Automatic Building and Labeling of HD Maps with Deep Learning
- URL: http://arxiv.org/abs/2006.00644v1
- Date: Mon, 1 Jun 2020 00:02:45 GMT
- Title: Automatic Building and Labeling of HD Maps with Deep Learning
- Authors: Mahdi Elhousni, Yecheng Lyu, Ziming Zhang, Xinming Huang
- Abstract summary: We propose a novel method capable of generating labelled HD maps from raw sensor data.
The results show that the pro-posed deep learning based method can produce highly accurate HD maps.
- Score: 18.9340830352492
- License: http://arxiv.org/licenses/nonexclusive-distrib/1.0/
- Abstract: In a world where autonomous driving cars are becoming increasingly more
common, creating an adequate infrastructure for this new technology is
essential.

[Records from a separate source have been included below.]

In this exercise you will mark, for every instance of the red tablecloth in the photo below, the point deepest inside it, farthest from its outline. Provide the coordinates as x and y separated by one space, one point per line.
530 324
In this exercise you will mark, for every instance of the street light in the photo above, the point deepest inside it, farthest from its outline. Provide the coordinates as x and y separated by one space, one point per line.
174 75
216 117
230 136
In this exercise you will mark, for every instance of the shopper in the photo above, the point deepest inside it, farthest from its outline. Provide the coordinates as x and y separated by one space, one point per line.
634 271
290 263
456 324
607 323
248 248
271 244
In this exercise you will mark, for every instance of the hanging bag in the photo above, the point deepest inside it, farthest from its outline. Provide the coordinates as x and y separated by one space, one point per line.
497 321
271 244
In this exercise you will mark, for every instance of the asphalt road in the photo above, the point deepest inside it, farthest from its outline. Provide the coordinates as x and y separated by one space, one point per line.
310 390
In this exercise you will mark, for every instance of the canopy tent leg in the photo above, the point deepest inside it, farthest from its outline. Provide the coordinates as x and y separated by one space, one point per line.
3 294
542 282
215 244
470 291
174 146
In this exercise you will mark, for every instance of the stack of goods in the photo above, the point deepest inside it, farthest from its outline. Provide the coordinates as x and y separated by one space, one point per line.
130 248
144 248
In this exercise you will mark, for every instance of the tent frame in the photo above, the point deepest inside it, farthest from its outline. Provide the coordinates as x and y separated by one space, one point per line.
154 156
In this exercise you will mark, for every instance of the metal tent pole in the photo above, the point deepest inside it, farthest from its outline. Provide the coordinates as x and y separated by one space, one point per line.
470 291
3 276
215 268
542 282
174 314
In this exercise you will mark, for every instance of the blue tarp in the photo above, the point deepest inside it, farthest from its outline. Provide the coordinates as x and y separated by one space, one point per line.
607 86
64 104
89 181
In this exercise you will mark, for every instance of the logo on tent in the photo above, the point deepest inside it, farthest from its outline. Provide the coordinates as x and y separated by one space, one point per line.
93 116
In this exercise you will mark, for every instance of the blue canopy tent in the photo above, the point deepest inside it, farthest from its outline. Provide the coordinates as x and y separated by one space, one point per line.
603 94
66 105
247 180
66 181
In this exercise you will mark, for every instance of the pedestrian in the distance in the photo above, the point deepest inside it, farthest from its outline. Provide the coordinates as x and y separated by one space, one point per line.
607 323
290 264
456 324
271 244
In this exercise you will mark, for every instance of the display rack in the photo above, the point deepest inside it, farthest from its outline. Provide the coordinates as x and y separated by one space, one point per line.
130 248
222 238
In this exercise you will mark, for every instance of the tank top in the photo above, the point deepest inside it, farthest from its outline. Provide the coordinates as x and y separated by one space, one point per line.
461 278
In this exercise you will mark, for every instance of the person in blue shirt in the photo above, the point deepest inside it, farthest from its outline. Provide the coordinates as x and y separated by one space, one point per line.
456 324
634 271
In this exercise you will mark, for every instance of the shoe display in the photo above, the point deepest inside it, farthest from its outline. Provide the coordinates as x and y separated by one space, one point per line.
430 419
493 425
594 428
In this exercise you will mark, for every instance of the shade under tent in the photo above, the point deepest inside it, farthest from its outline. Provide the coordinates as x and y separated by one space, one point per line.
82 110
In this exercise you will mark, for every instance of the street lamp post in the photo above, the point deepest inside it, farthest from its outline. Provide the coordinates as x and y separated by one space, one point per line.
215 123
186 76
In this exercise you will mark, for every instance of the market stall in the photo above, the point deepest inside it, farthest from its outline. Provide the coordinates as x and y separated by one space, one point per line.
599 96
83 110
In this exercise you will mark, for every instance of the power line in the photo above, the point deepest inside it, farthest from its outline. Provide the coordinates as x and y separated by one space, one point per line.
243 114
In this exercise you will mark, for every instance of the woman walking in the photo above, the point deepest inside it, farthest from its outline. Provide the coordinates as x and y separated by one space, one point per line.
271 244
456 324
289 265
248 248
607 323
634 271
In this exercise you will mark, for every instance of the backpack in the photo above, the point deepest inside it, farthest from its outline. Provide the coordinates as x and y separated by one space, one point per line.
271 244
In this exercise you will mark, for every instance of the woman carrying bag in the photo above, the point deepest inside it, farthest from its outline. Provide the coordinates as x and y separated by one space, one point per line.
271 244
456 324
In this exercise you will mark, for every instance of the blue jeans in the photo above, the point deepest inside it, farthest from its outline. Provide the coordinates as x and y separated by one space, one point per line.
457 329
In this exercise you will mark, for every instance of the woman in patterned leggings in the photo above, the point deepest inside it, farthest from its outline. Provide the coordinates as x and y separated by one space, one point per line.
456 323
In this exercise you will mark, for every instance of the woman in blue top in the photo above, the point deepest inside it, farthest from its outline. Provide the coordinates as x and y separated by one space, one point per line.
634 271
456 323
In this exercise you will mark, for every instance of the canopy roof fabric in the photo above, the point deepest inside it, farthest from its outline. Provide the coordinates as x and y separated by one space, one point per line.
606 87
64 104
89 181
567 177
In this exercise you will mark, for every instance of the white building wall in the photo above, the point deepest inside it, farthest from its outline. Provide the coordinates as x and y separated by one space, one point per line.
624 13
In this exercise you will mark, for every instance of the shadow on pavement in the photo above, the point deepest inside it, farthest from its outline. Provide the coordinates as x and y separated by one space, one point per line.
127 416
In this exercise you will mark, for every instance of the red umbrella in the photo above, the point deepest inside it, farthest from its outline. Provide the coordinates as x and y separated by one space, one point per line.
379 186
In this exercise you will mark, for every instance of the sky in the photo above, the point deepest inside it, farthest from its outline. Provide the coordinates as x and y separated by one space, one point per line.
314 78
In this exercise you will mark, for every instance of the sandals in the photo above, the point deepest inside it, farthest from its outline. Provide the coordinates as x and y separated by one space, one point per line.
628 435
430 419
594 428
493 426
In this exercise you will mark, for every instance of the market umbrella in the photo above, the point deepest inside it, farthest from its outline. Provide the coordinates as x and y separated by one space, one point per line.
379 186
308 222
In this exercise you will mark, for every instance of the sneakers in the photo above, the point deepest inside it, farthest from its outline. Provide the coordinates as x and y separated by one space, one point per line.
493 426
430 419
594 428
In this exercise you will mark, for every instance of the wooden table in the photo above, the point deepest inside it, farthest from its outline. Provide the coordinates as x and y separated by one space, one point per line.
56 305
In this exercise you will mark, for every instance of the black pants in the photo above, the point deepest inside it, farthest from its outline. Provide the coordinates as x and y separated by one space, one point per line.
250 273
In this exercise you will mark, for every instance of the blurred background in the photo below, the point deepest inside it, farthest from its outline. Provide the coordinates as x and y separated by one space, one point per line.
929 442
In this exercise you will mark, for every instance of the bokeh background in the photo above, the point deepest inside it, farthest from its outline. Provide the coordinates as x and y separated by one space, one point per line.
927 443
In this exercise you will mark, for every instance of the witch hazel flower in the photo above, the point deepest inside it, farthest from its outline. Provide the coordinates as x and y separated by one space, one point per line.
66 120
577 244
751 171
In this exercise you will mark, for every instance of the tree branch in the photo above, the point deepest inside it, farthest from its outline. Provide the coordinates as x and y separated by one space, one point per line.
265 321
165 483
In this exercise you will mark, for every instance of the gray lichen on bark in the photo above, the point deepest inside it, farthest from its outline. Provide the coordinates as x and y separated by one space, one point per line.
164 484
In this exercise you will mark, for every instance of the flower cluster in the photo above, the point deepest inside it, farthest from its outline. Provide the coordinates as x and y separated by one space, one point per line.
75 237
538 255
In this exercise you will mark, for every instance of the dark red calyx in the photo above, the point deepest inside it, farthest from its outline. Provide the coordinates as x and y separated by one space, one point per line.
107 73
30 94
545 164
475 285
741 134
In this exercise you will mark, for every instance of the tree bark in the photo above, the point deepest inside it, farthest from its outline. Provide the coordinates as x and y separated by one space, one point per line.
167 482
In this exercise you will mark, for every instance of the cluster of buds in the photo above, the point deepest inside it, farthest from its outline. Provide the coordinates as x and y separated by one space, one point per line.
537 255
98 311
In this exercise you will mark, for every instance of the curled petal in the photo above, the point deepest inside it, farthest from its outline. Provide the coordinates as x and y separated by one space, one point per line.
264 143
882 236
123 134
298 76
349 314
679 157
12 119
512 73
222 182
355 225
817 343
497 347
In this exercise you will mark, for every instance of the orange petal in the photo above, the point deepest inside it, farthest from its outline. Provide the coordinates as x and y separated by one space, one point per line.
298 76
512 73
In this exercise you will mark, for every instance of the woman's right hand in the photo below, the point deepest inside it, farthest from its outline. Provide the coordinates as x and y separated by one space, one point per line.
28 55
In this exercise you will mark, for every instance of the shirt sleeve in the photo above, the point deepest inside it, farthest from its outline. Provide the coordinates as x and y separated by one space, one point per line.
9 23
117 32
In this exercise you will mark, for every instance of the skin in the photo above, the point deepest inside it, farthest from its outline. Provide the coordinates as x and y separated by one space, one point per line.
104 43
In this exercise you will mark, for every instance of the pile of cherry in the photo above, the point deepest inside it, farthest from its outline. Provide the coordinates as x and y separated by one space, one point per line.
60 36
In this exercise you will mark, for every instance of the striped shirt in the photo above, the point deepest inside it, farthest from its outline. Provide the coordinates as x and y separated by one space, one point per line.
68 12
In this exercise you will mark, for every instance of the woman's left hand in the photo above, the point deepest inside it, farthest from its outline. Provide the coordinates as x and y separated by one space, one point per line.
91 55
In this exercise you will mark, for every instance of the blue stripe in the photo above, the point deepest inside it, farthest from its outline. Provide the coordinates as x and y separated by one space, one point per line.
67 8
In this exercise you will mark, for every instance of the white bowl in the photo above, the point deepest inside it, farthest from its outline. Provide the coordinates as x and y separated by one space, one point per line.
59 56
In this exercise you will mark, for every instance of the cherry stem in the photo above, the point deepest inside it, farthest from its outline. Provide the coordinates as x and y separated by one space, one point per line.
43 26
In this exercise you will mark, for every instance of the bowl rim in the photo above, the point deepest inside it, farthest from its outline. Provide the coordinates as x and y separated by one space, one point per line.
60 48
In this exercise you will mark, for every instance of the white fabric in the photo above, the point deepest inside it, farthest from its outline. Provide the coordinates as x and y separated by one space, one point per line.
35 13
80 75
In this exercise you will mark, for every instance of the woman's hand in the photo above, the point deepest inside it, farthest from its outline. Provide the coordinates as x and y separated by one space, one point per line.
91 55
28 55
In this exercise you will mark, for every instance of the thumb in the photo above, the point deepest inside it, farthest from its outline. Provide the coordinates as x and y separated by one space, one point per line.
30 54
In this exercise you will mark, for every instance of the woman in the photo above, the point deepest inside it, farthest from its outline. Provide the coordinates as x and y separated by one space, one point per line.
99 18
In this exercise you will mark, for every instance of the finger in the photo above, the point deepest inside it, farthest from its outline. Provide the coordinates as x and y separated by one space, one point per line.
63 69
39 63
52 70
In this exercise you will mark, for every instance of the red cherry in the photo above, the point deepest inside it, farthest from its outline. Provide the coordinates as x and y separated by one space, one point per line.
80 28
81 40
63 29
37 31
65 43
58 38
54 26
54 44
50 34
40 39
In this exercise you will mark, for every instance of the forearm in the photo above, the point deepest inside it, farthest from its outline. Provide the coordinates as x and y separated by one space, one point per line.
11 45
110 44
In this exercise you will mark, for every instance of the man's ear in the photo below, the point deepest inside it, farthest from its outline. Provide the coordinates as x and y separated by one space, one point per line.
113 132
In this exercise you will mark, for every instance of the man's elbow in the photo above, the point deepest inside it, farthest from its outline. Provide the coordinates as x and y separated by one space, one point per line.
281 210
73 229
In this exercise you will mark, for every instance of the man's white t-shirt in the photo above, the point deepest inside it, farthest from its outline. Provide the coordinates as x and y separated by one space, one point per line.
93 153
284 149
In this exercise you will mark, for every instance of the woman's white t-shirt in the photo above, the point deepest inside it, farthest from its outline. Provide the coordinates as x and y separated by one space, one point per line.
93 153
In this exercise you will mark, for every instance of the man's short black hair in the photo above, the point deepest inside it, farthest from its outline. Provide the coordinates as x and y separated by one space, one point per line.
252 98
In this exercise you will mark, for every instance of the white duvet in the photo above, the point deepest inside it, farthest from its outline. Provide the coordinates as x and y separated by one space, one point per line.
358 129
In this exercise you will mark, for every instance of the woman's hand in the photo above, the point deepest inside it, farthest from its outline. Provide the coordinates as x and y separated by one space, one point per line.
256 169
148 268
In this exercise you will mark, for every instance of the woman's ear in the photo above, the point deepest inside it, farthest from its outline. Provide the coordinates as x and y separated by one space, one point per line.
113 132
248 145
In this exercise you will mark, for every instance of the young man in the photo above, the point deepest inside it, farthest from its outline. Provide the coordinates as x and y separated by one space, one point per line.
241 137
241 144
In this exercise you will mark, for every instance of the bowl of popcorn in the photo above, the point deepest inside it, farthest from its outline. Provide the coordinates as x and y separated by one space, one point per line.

This includes building and labeling high-definition (HD) maps
accurately and efficiently. Today, the process of creating HD maps requires a
lot of human input, which takes time and is prone to errors. In this paper, we
propose a novel method capable of generating labelled HD maps from raw sensor
data. We implemented and tested our methods on several urban scenarios using
data collected from our test vehicle. The results show that the pro-posed deep
learning based method can produce highly accurate HD maps. This approach speeds
up the process of building and labeling HD maps, which can make meaningful
contribution to the deployment of autonomous vehicle.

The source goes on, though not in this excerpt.